Justin ubrany w czarny,
elegancki garnitur, który zakładał jedynie na jakieś uroczyste okazje, jak
pogrzeby, zakończenie i rozpoczęcie roku szkolnego, właśnie wszedł do auli,
gdzie miało odbyć się przedstawienie. Było już w niej sporo osób, większość
rodziców, czasami zdarzało się, że byli też i dziadkowie. Jednak jego oczy
szukały nieświadomie tej jednej osoby, a serce zastanawiało się, czy będzie mu
dane poczuć znajome ciepło jak zawsze.
- Justin! – usłyszał pisk Jazmyn, która biegła do niego z
rozprostowanymi ramionami, uśmiechnięta od ucha do ucha.
Ta dziewczynka miała w sobie tyle energii, pozytywnego
myślenia, jakiego nie spotkał u nikogo innego. Zarażała tym innym, co było jej
największą cechą. Chłopak zapomniał o wszystkim, ponieważ chwycił siostrzyczkę
w ręce i uniósł do góry.
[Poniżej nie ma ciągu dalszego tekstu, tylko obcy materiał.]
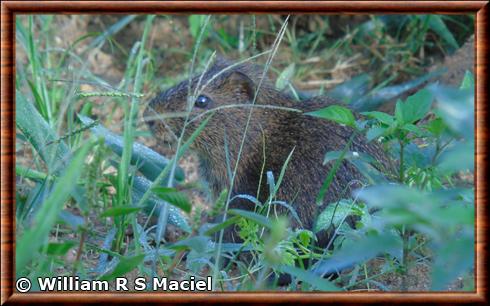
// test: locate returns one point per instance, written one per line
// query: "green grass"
(88, 187)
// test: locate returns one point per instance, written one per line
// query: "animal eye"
(202, 101)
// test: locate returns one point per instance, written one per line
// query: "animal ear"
(240, 82)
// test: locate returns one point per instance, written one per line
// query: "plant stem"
(402, 170)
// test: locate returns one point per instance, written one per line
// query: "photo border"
(9, 9)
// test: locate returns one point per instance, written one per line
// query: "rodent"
(280, 131)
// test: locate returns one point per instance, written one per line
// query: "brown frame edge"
(10, 8)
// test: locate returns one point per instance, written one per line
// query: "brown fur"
(279, 130)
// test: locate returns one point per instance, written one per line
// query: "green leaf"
(140, 186)
(54, 153)
(149, 162)
(380, 116)
(436, 127)
(468, 81)
(286, 75)
(174, 197)
(59, 249)
(415, 107)
(375, 132)
(332, 172)
(28, 244)
(336, 113)
(127, 264)
(412, 128)
(119, 211)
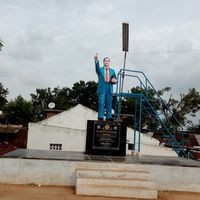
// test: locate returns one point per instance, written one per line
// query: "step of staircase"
(137, 174)
(116, 191)
(115, 183)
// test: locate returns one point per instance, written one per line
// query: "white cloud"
(52, 42)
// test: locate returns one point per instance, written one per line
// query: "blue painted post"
(135, 120)
(140, 122)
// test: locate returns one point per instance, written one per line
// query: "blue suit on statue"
(104, 91)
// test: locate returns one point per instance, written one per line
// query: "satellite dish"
(51, 105)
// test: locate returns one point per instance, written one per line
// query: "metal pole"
(140, 122)
(135, 118)
(124, 70)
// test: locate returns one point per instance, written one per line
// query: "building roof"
(75, 118)
(9, 128)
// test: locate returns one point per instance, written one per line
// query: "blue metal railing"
(164, 120)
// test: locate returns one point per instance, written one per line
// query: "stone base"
(115, 183)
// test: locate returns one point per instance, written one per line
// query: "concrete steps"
(115, 183)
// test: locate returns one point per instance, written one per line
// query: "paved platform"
(80, 156)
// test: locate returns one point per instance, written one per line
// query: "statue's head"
(106, 61)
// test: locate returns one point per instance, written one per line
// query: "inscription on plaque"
(106, 136)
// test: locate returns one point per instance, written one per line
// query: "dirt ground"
(33, 192)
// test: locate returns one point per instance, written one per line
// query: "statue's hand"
(114, 80)
(96, 56)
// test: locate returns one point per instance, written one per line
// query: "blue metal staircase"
(156, 108)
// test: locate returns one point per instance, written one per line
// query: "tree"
(19, 111)
(65, 98)
(3, 96)
(85, 94)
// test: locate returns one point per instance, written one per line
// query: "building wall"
(40, 136)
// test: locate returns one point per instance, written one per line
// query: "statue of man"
(106, 79)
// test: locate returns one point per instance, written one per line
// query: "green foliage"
(3, 96)
(195, 128)
(65, 98)
(1, 44)
(19, 111)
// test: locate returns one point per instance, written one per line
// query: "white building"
(66, 131)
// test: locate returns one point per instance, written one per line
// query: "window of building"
(55, 147)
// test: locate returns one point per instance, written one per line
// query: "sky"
(50, 43)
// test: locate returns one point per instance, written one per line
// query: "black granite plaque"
(106, 138)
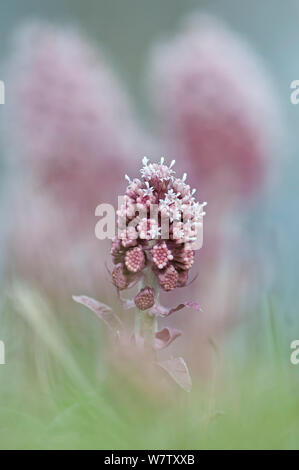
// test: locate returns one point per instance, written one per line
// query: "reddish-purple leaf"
(178, 371)
(101, 310)
(164, 337)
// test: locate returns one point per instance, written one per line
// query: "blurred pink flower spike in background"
(71, 134)
(217, 109)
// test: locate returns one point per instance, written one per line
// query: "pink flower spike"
(145, 299)
(135, 259)
(101, 310)
(161, 255)
(165, 337)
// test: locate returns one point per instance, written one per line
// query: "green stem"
(145, 324)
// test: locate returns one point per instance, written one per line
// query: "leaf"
(178, 371)
(165, 337)
(161, 311)
(101, 310)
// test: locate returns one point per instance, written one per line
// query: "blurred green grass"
(57, 393)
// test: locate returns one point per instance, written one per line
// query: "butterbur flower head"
(145, 299)
(169, 278)
(217, 107)
(135, 259)
(119, 278)
(168, 255)
(161, 255)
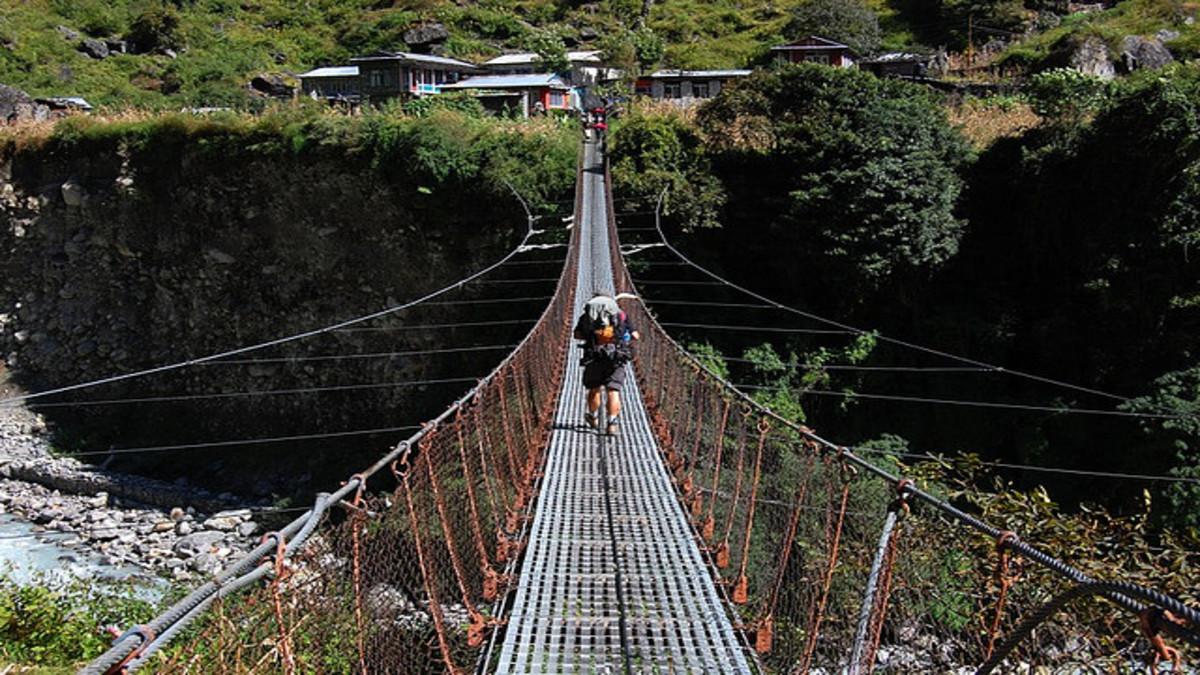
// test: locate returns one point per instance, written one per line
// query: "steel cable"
(444, 290)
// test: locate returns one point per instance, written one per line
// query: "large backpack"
(603, 316)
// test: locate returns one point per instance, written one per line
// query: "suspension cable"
(444, 290)
(365, 356)
(658, 225)
(238, 442)
(433, 326)
(252, 393)
(971, 404)
(757, 328)
(1066, 471)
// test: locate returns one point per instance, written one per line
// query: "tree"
(550, 48)
(657, 151)
(844, 180)
(633, 51)
(1177, 394)
(850, 22)
(156, 28)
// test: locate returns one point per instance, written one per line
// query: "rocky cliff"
(118, 254)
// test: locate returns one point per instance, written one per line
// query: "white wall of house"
(685, 91)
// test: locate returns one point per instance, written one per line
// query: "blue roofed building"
(526, 94)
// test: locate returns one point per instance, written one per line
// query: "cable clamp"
(1151, 622)
(147, 633)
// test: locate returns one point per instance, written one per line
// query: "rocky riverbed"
(172, 529)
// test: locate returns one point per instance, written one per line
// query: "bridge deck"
(627, 592)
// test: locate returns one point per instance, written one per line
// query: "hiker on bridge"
(607, 346)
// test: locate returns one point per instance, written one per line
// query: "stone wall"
(120, 256)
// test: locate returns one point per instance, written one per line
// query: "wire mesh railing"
(829, 562)
(406, 577)
(837, 565)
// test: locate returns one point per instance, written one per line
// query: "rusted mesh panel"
(405, 578)
(793, 533)
(954, 597)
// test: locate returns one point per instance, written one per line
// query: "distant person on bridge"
(607, 346)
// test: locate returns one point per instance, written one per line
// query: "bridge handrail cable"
(906, 487)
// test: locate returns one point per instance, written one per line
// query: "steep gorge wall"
(119, 256)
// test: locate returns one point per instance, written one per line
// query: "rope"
(306, 334)
(1045, 469)
(366, 356)
(1084, 589)
(756, 328)
(246, 441)
(435, 326)
(256, 393)
(973, 404)
(899, 342)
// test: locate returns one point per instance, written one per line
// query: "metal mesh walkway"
(612, 579)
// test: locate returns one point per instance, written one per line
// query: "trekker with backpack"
(607, 346)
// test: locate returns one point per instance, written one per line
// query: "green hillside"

Jazmyn zapiszczała z wrażenia.
- Jak tam księżniczko? Nie mogę się doczekać, aż cię zobaczę
tam na scenie. Pokaż wszystkim kto jest najlepszy. – zachęcił ją.
- Ale boję się, że pomylę kroki… - posmutniała nagle.
- Hej, hej! – poczochrał ją po włosach. – Jesteś moją
siostrą, a skoro ja potrafię tańczyć to ty też. Nie ma bata. – zaśmiał się,
chociaż wewnątrz przeklinał siebie. Nienawidził kłamać, zwłaszcza taką małą
istotkę.
- No dobrze nooo… O! Mama i tata! – zawołała podekscytowana.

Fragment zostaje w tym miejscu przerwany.